Se saprai mantenere la calma quando tutti
intorno a te la perdono e te ne fanno colpa;
se saprai aver fiducia in te stesso quando tutti dubitano di te,
ma tener conto anche dei loro dubbi;
se saprai aspettare senza stancarti dell’attesa,
o, essendo calunniato, non rispondere con calunnie,
o, essendo odiato, non lasciarti prendere dall’odio,
senza tuttavia sembrare troppo buono o parlare troppo da saggio;

se saprai sognare senza fare dei sogni i tuoi padroni;
se saprai pensare senza fare dei pensieri il tuo scopo;
se saprai affrontare Trionfo e Rovina
e trattare allo stesso modo questi due impostori;
se saprai sopportare di udire la verità che hai detto
distorta dai furfanti per ingannare gli ingenui,
o vedere distrutte le cose per cui hai dato la vita
e chinarti a ricostruirle con strumenti logori;

se saprai fare un mucchio di tutte le tue vincite
e rischiarle in un solo lancio a testa o croce,
e perdere, e ricominciare da capo
senza dire una parola della tua perdita;
se saprai costringere cuore, nervi e tendini
a servire il tuo scopo quando sono ormai esausti,
e resistere quando in te non c’è più nulla
tranne la Volontà che dice loro: “Resistete!”;

se saprai parlare alle folle e mantenere la tua virtù,
o camminare con i re senza perdere il senso comune;
se né i nemici né gli amici più cari potranno ferirti;
se tutti gli uomini conteranno per te, ma nessuno troppo;
se saprai riempire l’inesorabile minuto
con sessanta secondi di corsa che vale la pena,
tua sarà la Terra e tutto ciò che è in essa,
e, quel che più conta, sarai un Uomo, figlio mio!

Recensione
“Se” è una poesia che si presenta come un lungo periodo ipotetico, una serie di condizioni che sembrano difficili, quasi impossibili da realizzare tutte insieme.

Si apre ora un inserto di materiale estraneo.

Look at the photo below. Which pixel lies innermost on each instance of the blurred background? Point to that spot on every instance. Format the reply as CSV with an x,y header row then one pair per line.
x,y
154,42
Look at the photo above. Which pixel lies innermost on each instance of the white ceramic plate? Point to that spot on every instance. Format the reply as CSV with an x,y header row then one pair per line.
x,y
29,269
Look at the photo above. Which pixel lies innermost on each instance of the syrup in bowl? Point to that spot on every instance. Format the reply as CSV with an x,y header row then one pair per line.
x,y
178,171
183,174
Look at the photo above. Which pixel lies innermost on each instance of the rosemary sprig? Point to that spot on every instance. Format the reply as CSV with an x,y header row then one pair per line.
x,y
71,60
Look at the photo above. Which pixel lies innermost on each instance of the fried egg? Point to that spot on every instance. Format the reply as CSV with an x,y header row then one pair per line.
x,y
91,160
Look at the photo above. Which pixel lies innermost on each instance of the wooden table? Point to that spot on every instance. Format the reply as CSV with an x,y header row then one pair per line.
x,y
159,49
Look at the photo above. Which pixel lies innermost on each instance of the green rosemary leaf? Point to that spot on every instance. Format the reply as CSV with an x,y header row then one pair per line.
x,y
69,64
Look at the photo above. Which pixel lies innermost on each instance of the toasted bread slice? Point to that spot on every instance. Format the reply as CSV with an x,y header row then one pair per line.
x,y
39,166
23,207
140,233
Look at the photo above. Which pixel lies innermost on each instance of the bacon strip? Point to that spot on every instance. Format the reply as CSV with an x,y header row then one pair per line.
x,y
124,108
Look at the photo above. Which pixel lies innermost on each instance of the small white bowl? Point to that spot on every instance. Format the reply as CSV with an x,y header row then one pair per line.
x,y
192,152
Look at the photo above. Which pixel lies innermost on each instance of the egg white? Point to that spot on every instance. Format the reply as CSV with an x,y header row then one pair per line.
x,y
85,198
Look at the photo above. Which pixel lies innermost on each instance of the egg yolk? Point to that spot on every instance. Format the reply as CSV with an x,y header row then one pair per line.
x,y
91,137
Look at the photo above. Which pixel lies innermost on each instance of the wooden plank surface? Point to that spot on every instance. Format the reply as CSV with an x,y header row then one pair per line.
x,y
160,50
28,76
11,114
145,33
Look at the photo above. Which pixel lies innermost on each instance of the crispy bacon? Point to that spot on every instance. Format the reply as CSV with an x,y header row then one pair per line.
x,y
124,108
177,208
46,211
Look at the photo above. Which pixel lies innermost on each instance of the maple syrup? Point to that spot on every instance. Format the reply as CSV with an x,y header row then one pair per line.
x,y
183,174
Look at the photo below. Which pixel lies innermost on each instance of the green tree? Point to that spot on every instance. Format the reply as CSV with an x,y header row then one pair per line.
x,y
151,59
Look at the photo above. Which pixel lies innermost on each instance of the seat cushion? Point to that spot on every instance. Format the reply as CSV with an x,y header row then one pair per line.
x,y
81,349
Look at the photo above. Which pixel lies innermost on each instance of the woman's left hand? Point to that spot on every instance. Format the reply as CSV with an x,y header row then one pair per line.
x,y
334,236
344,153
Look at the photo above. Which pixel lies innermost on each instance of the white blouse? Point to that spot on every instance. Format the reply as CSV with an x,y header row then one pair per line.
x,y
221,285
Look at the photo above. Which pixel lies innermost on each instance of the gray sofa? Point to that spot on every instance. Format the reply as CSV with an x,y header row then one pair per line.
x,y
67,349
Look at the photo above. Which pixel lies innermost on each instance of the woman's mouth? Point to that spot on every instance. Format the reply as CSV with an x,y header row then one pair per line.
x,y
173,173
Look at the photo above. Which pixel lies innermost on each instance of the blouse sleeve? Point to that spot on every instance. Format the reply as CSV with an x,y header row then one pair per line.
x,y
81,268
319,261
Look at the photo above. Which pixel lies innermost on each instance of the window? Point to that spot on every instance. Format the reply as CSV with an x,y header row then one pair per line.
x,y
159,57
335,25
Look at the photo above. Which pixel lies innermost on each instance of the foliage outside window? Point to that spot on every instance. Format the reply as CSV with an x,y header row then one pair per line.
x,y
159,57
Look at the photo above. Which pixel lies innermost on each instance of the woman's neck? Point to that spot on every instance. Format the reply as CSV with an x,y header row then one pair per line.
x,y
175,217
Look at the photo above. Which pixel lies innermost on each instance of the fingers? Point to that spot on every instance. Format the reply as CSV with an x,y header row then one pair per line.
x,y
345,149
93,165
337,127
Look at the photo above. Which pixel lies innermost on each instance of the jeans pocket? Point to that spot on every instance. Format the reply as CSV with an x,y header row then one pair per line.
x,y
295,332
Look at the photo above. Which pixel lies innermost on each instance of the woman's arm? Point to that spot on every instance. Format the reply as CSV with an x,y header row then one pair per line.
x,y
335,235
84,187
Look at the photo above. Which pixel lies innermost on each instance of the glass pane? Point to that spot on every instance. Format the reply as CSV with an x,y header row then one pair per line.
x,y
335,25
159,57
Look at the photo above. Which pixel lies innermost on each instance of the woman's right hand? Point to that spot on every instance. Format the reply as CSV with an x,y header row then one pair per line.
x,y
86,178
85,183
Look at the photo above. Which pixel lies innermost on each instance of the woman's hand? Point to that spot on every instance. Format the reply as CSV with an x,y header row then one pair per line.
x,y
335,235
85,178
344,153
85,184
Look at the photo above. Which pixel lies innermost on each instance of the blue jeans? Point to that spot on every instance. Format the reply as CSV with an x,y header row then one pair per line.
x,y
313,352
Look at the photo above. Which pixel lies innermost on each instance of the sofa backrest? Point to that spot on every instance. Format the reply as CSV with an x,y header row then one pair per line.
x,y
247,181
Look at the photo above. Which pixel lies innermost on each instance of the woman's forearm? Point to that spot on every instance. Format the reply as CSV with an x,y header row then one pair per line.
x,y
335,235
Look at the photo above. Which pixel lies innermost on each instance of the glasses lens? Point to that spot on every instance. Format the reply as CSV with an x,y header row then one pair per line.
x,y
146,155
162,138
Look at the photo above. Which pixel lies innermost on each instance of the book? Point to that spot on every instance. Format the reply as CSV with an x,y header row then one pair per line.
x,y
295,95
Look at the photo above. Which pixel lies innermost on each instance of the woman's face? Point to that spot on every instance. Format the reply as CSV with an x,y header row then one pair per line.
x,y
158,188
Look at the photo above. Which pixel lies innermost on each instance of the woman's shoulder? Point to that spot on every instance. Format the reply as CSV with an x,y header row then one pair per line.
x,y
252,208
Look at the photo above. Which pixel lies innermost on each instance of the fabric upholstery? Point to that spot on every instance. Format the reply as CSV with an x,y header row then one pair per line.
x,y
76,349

E proprio qui sta la sua forza: non è un elenco di regole, ma un ideale verso cui tendere.

Kipling costruisce una figura umana capace di equilibrio. Non si tratta di essere perfetti, ma di restare saldi anche nelle contraddizioni della vita: successo e fallimento, amore e odio, fiducia e dubbio. I “due impostori”, Trionfo e Rovina, sono forse l’immagine più potente della poesia, perché ricordano quanto sia fragile ogni certezza.

Il tono è paterno, ma mai autoritario. C’è una dimensione educativa profonda, ma anche una grande libertà interpretativa: ogni lettore può riconoscere in questi versi un proprio percorso, una propria sfida personale.

Dal punto di vista stilistico, la poesia è lineare, costruita su un ritmo incalzante e progressivo. Ogni strofa aggiunge un tassello, fino a un finale che non è solo una conclusione, ma una rivelazione: diventare “un Uomo” non è una condizione naturale, ma una conquista.

Biografia dell’autore
Rudyard Kipling, nato nel 1865 in India e cresciuto tra Oriente e Occidente, è stato uno degli autori più influenti della letteratura inglese. Premio Nobel per la Letteratura nel 1907, è noto per opere come “Il libro della giungla” e per una scrittura capace di unire avventura, riflessione e profondità morale. “If—” resta una delle sue poesie più celebri e universalmente amate.

“Se” non è solo una poesia: è una guida, una sfida, una promessa. Non dice chi siamo, ma chi possiamo diventare, se abbiamo il coraggio di restare fedeli a noi stessi anche nei momenti più difficili. Ed è proprio questa tensione tra realtà e ideale a renderla eterna.

Geo
Rudyard Kipling, pur essendo profondamente legato alla cultura britannica, ha sviluppato una visione del mondo ampia e universale grazie alle sue esperienze in India. La sua poesia supera ogni confine geografico, parlando a uomini e donne di ogni epoca e luogo, dimostrando come la letteratura possa essere un linguaggio comune dell’umanità. Alessandria Post continua a valorizzare la grande poesia internazionale, offrendo contenuti capaci di unire cultura e riflessione.